How Openwit is Organized

Openwit is built from small focused roles that you can run together on one machine or scale independently in a cluster.

  • Control coordinates node health, routing and discovery
  • Ingest receives batches, deduplicates, writes WAL, converts to Arrow and forwards
  • Gateways accept data over Kafka, gRPC and HTTP
  • Storage writes Parquet and uploads to object storage using OpenDAL
  • Indexer builds bitmap, bloom or loom, zonemap and Tantivy indexes
  • Search executes SQL with DataFusion and uses indexes for pruning
  • Cache holds hot data in RAM and on disk for fast reads
  • Proxy fronts client access and routes queries
  • Janitor cleans expired data and reconciles metadata

All roles communicate over gossip for lightweight cluster state, gRPC for control, and Arrow Flight for high-throughput columnar data movement.

Concepts that Shape the System

  • Batch-oriented ingestion: data enters and moves as Arrow RecordBatches for throughput and compression.
  • Dual WALs: short-term WAL for immediate durability and acknowledgments, long-term WAL aggregated by time for restore and reindex.
  • Actor-based concurrency: each subsystem runs as an actor that communicates over async channels.
  • Zero-copy data movement: components pass Arrow buffers by reference to avoid unnecessary copying.
  • Unified metadata: Postgres tracks batches, files and indexes for consistent state.
  • Object storage tiering: RAM and local disk serve as hot layers, cloud object store holds durable cold data.
  • Config-driven behavior: one YAML controls batching, dedup, WAL thresholds, Parquet size, indexing mode and cache tiers.

Data Flow at a High Level

  1. Ingest: Producers send data through Kafka, gRPC or HTTP. The gateway authenticates, validates schema, normalizes fields, and batches events to configured thresholds.
  2. Write and deduplicate: Ingest deduplicates within a time window. It writes the batch to short-term WAL, records metadata in Postgres, and aggregates to long-term WAL.
  3. Convert and transfer: Ingest converts the batch to Arrow and streams it to Storage over Arrow Flight.
  4. Materialize and upload: Storage appends to an active Parquet file and rolls to a stable file at target size.
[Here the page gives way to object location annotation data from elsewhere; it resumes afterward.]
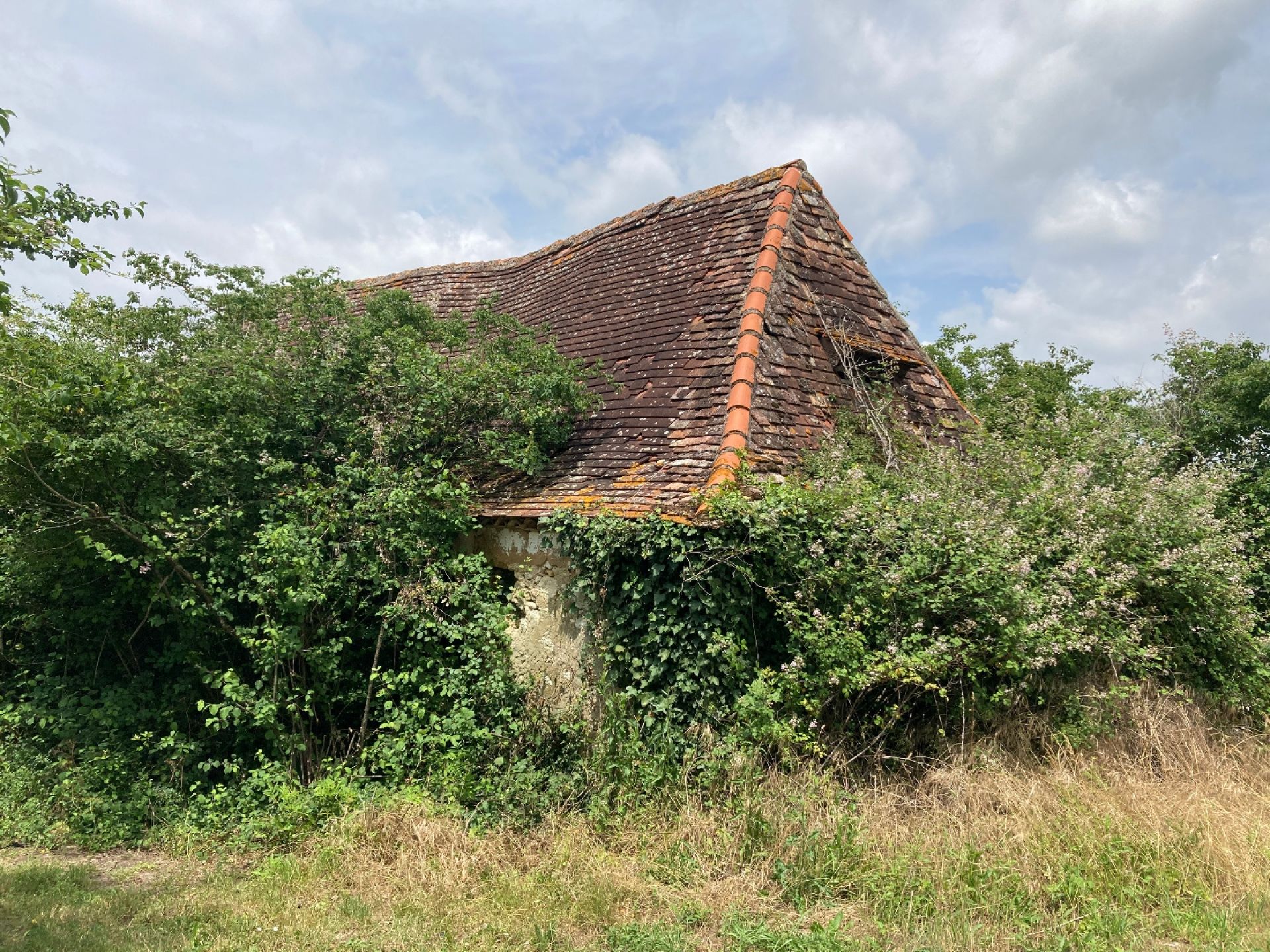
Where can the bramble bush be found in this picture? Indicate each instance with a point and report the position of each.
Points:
(228, 526)
(1061, 551)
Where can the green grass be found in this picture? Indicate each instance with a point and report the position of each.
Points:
(1076, 855)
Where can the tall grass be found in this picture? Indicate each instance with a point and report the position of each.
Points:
(1159, 837)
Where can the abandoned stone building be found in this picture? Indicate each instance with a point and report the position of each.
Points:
(737, 321)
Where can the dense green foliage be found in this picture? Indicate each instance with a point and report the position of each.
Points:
(228, 524)
(1076, 541)
(36, 221)
(230, 586)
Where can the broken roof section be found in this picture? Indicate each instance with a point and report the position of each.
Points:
(673, 300)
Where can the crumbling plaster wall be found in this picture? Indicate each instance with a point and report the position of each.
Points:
(549, 643)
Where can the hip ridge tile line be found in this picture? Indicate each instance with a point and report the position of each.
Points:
(741, 393)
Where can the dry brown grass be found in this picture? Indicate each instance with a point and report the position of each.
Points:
(1158, 837)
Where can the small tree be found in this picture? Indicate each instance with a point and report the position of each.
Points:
(36, 221)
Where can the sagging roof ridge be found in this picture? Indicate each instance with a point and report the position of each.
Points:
(614, 226)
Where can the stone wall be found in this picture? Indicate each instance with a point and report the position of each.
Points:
(549, 643)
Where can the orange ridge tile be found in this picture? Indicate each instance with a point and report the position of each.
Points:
(755, 306)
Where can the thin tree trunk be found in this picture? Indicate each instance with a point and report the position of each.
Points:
(370, 687)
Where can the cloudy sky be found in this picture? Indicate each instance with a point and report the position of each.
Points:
(1080, 173)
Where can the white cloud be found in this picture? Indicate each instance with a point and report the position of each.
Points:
(868, 165)
(634, 173)
(1079, 172)
(1087, 211)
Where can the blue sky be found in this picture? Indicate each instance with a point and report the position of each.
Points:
(1074, 173)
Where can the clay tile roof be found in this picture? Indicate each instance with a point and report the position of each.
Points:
(722, 317)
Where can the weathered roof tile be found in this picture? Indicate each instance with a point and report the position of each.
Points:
(672, 299)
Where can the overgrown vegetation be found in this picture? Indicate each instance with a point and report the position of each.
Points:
(228, 545)
(37, 221)
(233, 607)
(1075, 543)
(1159, 838)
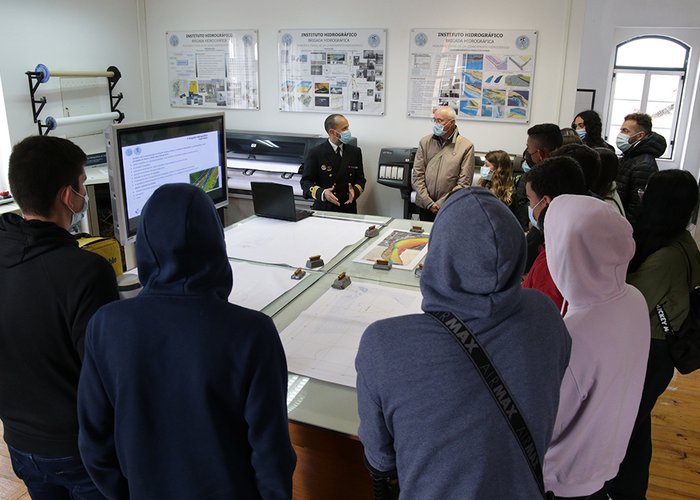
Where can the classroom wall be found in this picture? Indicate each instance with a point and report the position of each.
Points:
(559, 23)
(609, 23)
(88, 35)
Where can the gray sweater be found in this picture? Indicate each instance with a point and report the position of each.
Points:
(424, 411)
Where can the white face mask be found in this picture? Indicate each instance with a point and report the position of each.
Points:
(623, 141)
(78, 216)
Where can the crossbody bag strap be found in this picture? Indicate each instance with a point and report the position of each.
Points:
(498, 389)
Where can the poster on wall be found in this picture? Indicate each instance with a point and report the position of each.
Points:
(332, 71)
(213, 69)
(481, 74)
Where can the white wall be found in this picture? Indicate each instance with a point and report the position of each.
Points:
(609, 23)
(85, 35)
(558, 22)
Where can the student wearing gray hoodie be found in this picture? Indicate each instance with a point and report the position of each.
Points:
(425, 414)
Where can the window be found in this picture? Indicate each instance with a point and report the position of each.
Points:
(648, 77)
(4, 143)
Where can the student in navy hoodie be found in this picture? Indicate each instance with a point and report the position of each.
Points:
(182, 394)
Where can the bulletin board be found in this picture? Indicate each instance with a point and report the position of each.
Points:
(213, 69)
(332, 70)
(481, 74)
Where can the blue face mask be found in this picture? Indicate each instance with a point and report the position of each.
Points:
(622, 141)
(531, 214)
(78, 216)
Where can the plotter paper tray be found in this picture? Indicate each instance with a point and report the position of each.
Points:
(266, 157)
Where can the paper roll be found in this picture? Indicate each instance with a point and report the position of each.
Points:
(52, 122)
(46, 73)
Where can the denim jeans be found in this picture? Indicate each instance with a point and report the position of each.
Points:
(54, 478)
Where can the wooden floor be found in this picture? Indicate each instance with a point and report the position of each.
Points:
(675, 469)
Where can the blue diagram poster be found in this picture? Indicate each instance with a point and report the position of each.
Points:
(332, 70)
(481, 74)
(213, 69)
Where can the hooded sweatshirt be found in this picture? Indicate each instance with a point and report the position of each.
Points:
(588, 249)
(183, 395)
(50, 289)
(424, 410)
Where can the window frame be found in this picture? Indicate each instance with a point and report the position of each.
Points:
(648, 72)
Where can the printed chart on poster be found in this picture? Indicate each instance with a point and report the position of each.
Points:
(403, 249)
(213, 69)
(481, 74)
(332, 71)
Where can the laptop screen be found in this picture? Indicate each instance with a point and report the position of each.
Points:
(273, 200)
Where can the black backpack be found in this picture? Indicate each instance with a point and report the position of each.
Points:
(684, 344)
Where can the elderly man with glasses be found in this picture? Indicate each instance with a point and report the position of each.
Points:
(444, 163)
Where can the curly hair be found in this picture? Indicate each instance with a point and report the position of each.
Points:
(501, 183)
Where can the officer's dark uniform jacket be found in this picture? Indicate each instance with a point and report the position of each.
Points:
(324, 168)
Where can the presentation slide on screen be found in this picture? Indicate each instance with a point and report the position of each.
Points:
(192, 159)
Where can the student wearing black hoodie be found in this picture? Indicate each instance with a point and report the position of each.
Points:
(183, 394)
(50, 289)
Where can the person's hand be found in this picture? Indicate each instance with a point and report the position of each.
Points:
(351, 194)
(329, 196)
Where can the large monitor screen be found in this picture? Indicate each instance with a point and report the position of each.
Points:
(144, 156)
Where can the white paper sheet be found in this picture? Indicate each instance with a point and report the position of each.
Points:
(255, 285)
(292, 243)
(322, 342)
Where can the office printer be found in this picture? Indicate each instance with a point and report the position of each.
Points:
(266, 157)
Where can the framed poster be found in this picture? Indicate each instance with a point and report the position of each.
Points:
(213, 69)
(332, 71)
(482, 74)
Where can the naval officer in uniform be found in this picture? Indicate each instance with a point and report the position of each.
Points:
(333, 174)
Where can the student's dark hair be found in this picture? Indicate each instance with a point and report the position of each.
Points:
(588, 160)
(569, 136)
(642, 120)
(555, 176)
(594, 128)
(330, 121)
(547, 136)
(667, 204)
(40, 166)
(609, 165)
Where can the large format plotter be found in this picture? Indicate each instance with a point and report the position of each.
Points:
(266, 157)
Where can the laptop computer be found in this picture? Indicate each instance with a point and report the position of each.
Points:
(276, 201)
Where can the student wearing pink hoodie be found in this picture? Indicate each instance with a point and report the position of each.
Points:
(589, 247)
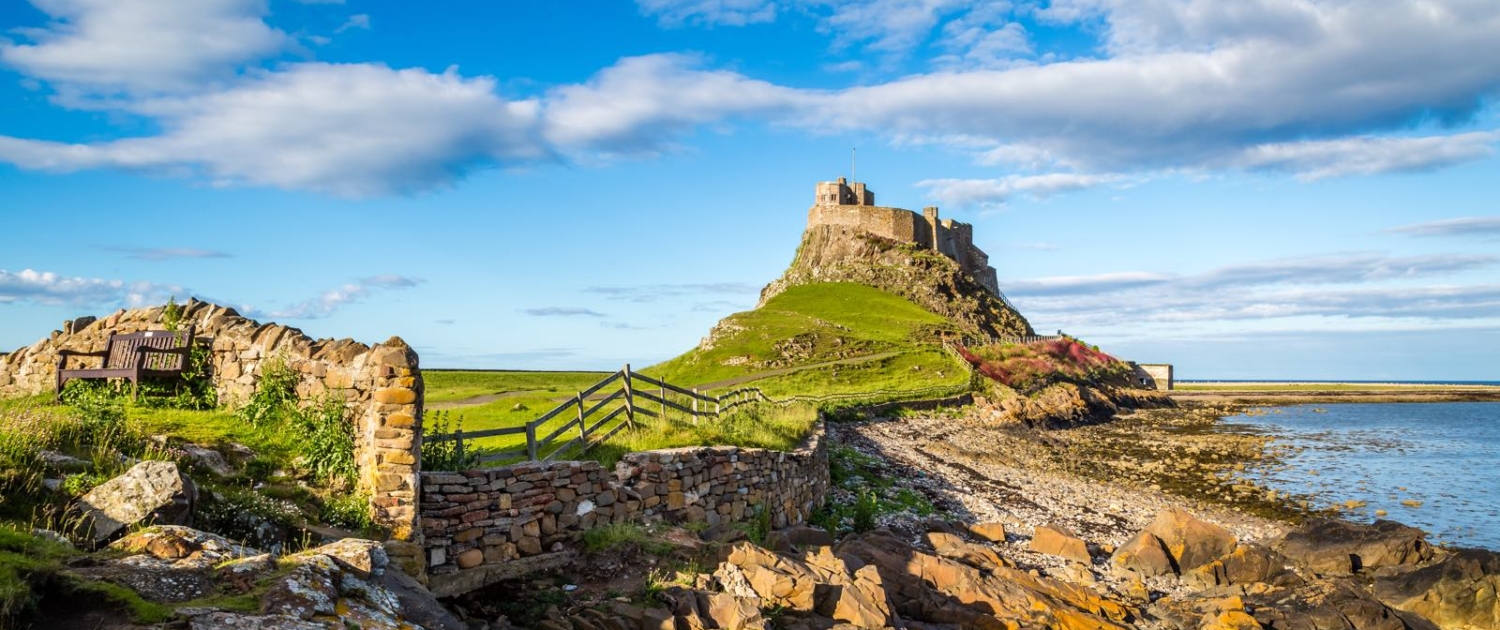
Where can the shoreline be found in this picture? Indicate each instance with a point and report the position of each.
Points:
(1250, 393)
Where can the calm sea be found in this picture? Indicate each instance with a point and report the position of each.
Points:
(1431, 465)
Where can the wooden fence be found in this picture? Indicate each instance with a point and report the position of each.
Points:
(591, 411)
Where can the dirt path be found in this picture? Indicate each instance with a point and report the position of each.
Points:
(702, 386)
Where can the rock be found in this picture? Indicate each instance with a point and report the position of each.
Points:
(1055, 540)
(309, 590)
(723, 533)
(1145, 554)
(798, 537)
(1338, 548)
(956, 548)
(207, 459)
(990, 531)
(932, 590)
(167, 563)
(1245, 564)
(1337, 603)
(150, 492)
(237, 621)
(1190, 542)
(1458, 591)
(363, 558)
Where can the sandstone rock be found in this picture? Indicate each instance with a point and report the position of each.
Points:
(1245, 564)
(207, 459)
(1055, 540)
(237, 621)
(365, 558)
(936, 590)
(1190, 542)
(956, 548)
(309, 590)
(798, 537)
(1340, 548)
(167, 563)
(1337, 603)
(990, 531)
(1458, 591)
(149, 492)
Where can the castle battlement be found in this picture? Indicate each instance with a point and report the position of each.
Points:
(852, 206)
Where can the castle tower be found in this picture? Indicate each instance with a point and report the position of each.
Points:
(842, 192)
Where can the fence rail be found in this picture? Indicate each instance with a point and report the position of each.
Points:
(588, 416)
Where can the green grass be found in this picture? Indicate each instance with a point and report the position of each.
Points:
(831, 321)
(452, 386)
(1307, 387)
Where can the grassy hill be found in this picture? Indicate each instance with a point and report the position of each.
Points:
(822, 338)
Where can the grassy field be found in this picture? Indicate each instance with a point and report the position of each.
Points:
(452, 386)
(1314, 387)
(815, 324)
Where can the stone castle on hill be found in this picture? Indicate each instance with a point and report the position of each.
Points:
(852, 204)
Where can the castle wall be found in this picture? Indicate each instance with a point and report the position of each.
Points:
(1154, 375)
(381, 387)
(897, 224)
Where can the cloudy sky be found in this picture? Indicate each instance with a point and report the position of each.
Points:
(1250, 189)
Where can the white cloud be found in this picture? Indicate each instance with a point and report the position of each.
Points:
(50, 288)
(143, 45)
(1359, 285)
(1470, 225)
(995, 192)
(344, 129)
(708, 12)
(641, 102)
(165, 254)
(330, 300)
(1367, 155)
(356, 21)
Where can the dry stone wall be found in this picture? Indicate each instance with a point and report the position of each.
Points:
(381, 386)
(479, 522)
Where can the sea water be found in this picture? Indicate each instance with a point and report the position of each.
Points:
(1430, 465)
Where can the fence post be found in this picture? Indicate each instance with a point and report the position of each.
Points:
(630, 401)
(582, 425)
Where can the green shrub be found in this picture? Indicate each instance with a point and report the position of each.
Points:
(444, 455)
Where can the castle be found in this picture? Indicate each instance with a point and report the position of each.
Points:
(852, 206)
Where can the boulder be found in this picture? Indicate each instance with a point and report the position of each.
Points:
(798, 537)
(147, 494)
(992, 531)
(956, 548)
(1245, 564)
(1332, 603)
(1338, 548)
(1458, 591)
(167, 563)
(1190, 542)
(1059, 542)
(1145, 554)
(237, 621)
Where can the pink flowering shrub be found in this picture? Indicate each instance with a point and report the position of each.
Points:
(1032, 366)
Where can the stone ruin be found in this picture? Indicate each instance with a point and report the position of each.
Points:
(381, 386)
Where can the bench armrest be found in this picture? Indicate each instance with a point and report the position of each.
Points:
(63, 354)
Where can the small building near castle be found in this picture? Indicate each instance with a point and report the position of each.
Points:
(852, 204)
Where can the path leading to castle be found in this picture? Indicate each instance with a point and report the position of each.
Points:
(701, 386)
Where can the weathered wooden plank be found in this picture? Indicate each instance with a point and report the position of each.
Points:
(476, 434)
(602, 384)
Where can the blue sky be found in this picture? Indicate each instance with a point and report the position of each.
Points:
(1254, 189)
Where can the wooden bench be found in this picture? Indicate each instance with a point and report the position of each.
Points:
(134, 356)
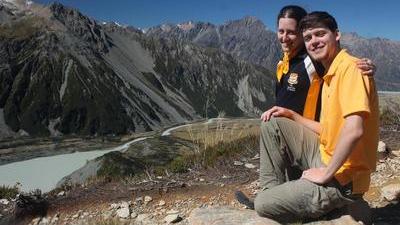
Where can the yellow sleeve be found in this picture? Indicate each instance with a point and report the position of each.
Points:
(354, 92)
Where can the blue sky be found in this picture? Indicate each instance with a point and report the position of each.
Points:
(367, 18)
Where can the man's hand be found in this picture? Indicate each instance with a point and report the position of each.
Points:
(316, 175)
(276, 111)
(366, 66)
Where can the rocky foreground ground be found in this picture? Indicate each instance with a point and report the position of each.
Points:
(198, 197)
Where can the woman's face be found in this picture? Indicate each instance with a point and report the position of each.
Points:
(288, 35)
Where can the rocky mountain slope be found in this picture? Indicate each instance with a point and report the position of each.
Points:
(64, 73)
(249, 39)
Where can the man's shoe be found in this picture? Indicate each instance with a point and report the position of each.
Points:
(243, 199)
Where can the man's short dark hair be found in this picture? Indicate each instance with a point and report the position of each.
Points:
(318, 19)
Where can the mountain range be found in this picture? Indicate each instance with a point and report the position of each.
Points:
(62, 72)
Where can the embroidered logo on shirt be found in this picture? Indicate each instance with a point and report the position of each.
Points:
(293, 80)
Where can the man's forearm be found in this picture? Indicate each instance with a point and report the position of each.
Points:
(311, 124)
(349, 136)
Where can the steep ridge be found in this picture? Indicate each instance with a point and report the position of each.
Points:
(64, 73)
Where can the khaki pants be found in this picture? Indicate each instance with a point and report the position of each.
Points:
(284, 144)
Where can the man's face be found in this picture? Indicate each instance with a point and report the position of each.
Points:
(289, 36)
(322, 44)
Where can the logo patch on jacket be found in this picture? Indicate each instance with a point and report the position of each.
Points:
(292, 80)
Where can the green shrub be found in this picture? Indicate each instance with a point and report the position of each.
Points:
(8, 192)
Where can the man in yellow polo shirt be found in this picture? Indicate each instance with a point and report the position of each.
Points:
(337, 154)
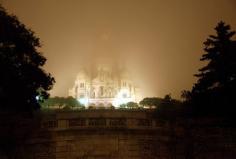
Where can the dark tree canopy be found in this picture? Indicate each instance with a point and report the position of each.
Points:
(215, 90)
(22, 78)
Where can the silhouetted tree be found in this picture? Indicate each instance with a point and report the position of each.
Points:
(23, 83)
(215, 90)
(22, 77)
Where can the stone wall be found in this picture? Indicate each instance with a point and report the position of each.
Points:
(123, 134)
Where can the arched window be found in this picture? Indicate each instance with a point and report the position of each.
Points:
(101, 90)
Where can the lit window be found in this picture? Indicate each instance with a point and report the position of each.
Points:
(81, 85)
(124, 95)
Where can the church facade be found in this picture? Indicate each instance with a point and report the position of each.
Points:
(104, 86)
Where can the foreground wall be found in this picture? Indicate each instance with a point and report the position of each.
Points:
(117, 134)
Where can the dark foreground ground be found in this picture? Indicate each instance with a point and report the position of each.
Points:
(118, 134)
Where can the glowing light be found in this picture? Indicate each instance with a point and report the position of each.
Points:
(37, 98)
(122, 97)
(83, 101)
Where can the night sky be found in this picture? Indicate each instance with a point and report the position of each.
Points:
(159, 41)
It uploads the stable file to object storage and records the file path, size and time range in Postgres.
  5. Index: Indexer builds bitmap, bloom or loom, zonemap and Tantivy indexes for that file, uploads them, and links them in metadata.
  6. Query: Proxy receives a query and routes it to Search. Search consults metadata and indexes, prunes file lists, reads only required Parquet from cache or cloud, runs the plan with DataFusion, and returns Arrow results.
  7. Cache and retain: Cache keeps hot data in RAM and on disk for speed. Janitor enforces TTL and reconciles catalog entries with the object store.